Mozambique: Traffic suspended on the bridge over the Monapo River
FILE - For illustration purposes only [File photo: Lusa]
The number of people who have died since the start of the rainy season in Mozambique has risen to 313, a period during which three cyclones affected almost 1.9 million people, according to a new update from the government.
“Up to 21 April, the cumulative total of the rainy and cyclonic season had the following impacts: 313 deaths and 1,255 people injured,” Council of Ministers spokesman Salim Valá said in Maputo.
According to new data released by the government, the number of people affected by the current rainy season has risen to 1,855,261, corresponding to 407,375 families, with the number of homes completely destroyed rising to 218.367 and 197,494 partially destroyed.
Mozambique is at the end of the rainy season, which runs from October to April, a period in which, in addition to Jude, Cyclones Chido, on 14 December, and Dikeledi, on 13 January, also hit, leaving a trail of deaths and destruction.
Cyclone Jude, the most recent to affect the country, entered Mozambique through the district of Mossuril, causing at least 43 deaths, 41 of them in Nampula, and also affecting Tete, Manica and Zambézia, in the centre of the country, and Niassa and Cabo Delgado in the north.

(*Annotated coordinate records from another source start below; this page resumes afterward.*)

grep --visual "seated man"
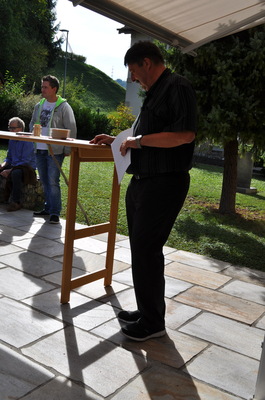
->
[0,117,36,211]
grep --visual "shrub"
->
[109,103,135,136]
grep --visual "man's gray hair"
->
[8,117,25,132]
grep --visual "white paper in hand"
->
[111,128,133,184]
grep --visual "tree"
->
[159,26,265,213]
[0,0,60,88]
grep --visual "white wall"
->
[122,31,152,116]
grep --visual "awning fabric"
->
[70,0,265,53]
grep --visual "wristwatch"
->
[135,135,143,149]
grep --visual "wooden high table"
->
[0,131,120,303]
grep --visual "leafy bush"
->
[109,103,135,136]
[0,71,25,130]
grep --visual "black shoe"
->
[49,215,60,224]
[118,310,141,323]
[121,321,166,342]
[33,210,50,217]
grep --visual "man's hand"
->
[120,136,138,156]
[89,133,115,145]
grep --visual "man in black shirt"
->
[91,42,196,341]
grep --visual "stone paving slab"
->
[180,313,264,360]
[92,319,208,368]
[220,280,265,304]
[186,345,259,400]
[175,286,264,324]
[166,262,231,289]
[111,366,238,400]
[256,315,265,330]
[0,206,265,400]
[0,225,33,243]
[0,343,54,400]
[113,265,192,298]
[0,251,62,277]
[0,267,54,300]
[24,290,116,330]
[22,327,147,397]
[19,220,65,239]
[12,236,64,258]
[23,376,103,400]
[0,242,21,256]
[223,265,265,286]
[167,250,231,272]
[165,299,201,329]
[0,298,63,346]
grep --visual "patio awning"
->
[70,0,265,53]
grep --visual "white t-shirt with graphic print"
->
[37,100,56,150]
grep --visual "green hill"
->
[48,58,125,111]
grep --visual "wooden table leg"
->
[61,148,80,303]
[104,165,120,286]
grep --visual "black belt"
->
[133,171,187,180]
[37,149,48,154]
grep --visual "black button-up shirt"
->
[127,69,196,176]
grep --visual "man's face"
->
[41,81,56,99]
[128,61,148,90]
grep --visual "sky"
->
[55,0,131,81]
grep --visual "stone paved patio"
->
[0,205,265,400]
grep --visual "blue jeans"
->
[36,150,64,217]
[11,169,23,203]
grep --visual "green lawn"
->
[58,160,265,271]
[0,142,265,271]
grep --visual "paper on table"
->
[111,128,133,184]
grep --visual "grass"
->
[0,148,265,271]
[58,160,265,271]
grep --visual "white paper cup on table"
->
[33,124,41,136]
[51,128,70,139]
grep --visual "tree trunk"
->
[219,140,238,214]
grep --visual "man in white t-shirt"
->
[29,75,76,224]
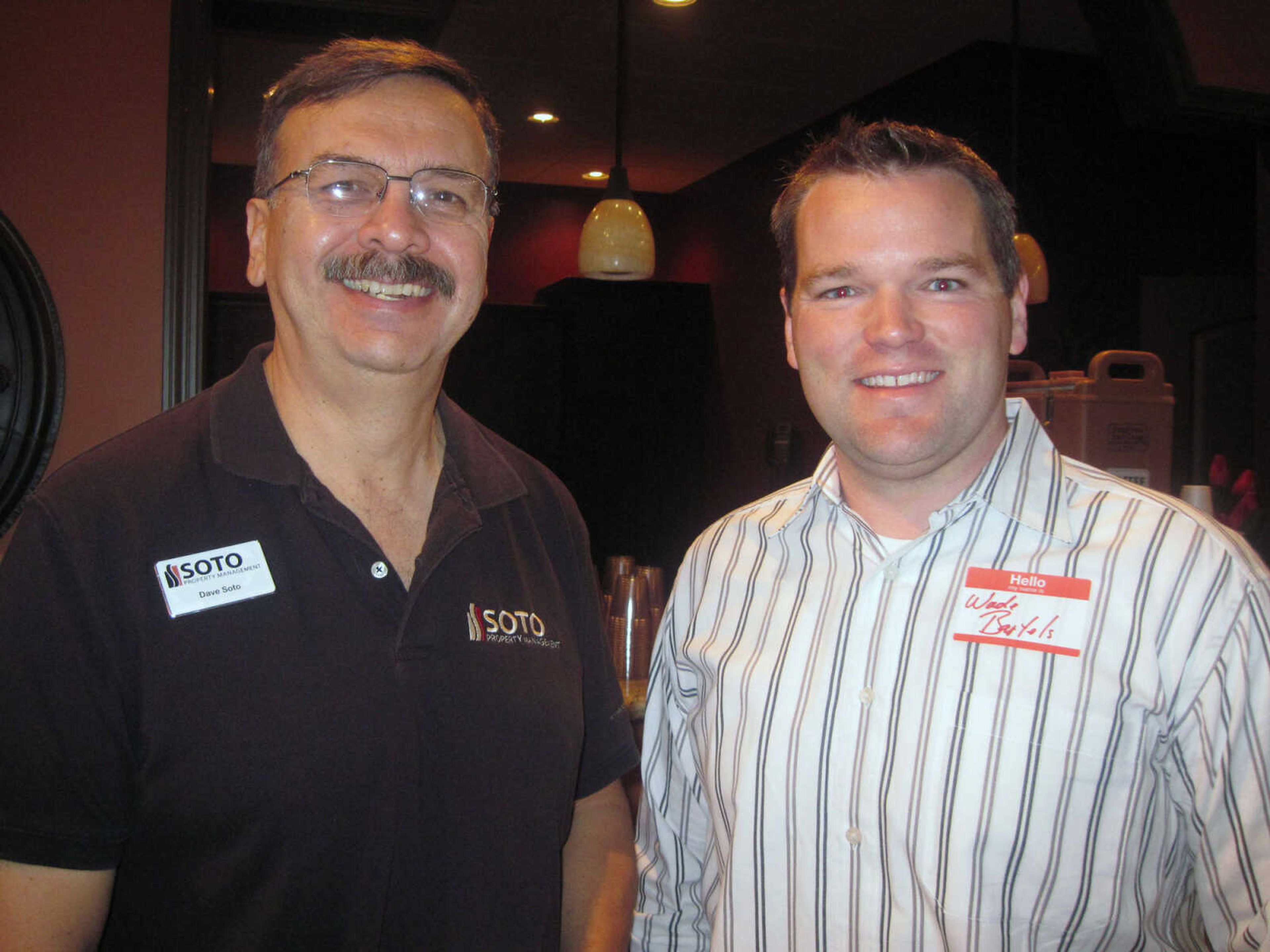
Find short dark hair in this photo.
[772,115,1019,295]
[255,38,499,206]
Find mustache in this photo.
[322,251,455,297]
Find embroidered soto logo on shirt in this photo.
[155,539,274,618]
[467,602,560,649]
[952,567,1090,657]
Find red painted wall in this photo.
[0,0,170,477]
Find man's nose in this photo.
[357,179,432,254]
[864,288,926,348]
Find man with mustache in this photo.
[634,121,1270,952]
[0,41,636,951]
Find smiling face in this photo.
[781,170,1028,499]
[248,76,493,379]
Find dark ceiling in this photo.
[212,0,1095,192]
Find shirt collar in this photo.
[210,344,527,509]
[774,399,1075,544]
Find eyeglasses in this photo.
[263,159,498,223]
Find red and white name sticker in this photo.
[952,569,1090,657]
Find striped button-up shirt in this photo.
[632,401,1270,952]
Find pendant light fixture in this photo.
[1010,0,1049,305]
[578,0,655,281]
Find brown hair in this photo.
[255,38,499,211]
[772,115,1019,295]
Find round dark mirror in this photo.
[0,212,64,535]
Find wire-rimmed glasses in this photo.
[264,159,498,223]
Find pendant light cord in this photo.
[614,0,626,166]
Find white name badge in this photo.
[952,569,1090,657]
[155,541,274,618]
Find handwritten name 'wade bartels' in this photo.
[952,567,1090,656]
[965,591,1059,639]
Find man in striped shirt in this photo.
[632,121,1270,952]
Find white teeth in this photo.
[343,279,432,301]
[860,371,940,387]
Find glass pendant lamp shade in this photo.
[578,165,655,281]
[1015,231,1049,305]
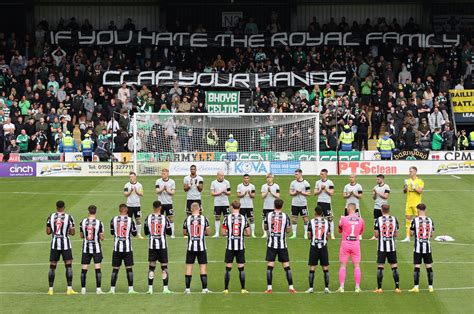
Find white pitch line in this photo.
[0,287,474,298]
[0,260,474,267]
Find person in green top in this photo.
[16,129,30,153]
[18,96,31,116]
[431,128,443,150]
[260,130,270,151]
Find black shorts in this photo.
[81,252,103,265]
[186,251,207,265]
[224,249,245,264]
[318,202,333,217]
[148,249,168,264]
[49,249,72,262]
[127,206,142,218]
[161,204,174,216]
[262,209,274,218]
[186,200,202,215]
[291,205,308,216]
[265,247,290,263]
[240,208,253,218]
[214,206,229,216]
[377,251,397,264]
[413,252,433,265]
[308,245,329,266]
[112,251,133,267]
[344,208,360,217]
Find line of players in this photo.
[46,167,434,295]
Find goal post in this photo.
[130,113,320,175]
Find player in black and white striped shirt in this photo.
[79,205,104,294]
[109,204,137,294]
[222,200,250,294]
[46,201,77,295]
[410,203,435,292]
[183,202,211,294]
[374,204,401,293]
[306,205,331,293]
[264,199,296,293]
[144,201,173,294]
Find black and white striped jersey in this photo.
[183,215,209,252]
[222,214,249,251]
[110,216,137,252]
[374,216,400,252]
[410,217,434,254]
[46,212,74,250]
[309,218,331,249]
[144,214,171,250]
[264,212,291,249]
[80,218,104,254]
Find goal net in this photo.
[133,113,319,175]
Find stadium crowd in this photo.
[0,17,474,157]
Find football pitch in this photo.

On March 27, the United Nations promised to advocate with the Mozambican government for the inclusion of funding for geospatial technologies through the state budget, these being important in reducing the impacts of natural disasters.
“We can advocate for the member states of the United Nations to invest in these geospatial technologies (…). We must continue to raise this issue at the political level so that the [Mozambican] government commits to funding through the State Budget,” United Nations resident coordinator in Mozambique, Catherine Sozi, said at the time.
Mozambique is considered one of the territories most severely affected by global climate change, facing cyclical floods and tropical cyclones during the rainy season as well as prolonged periods of drought.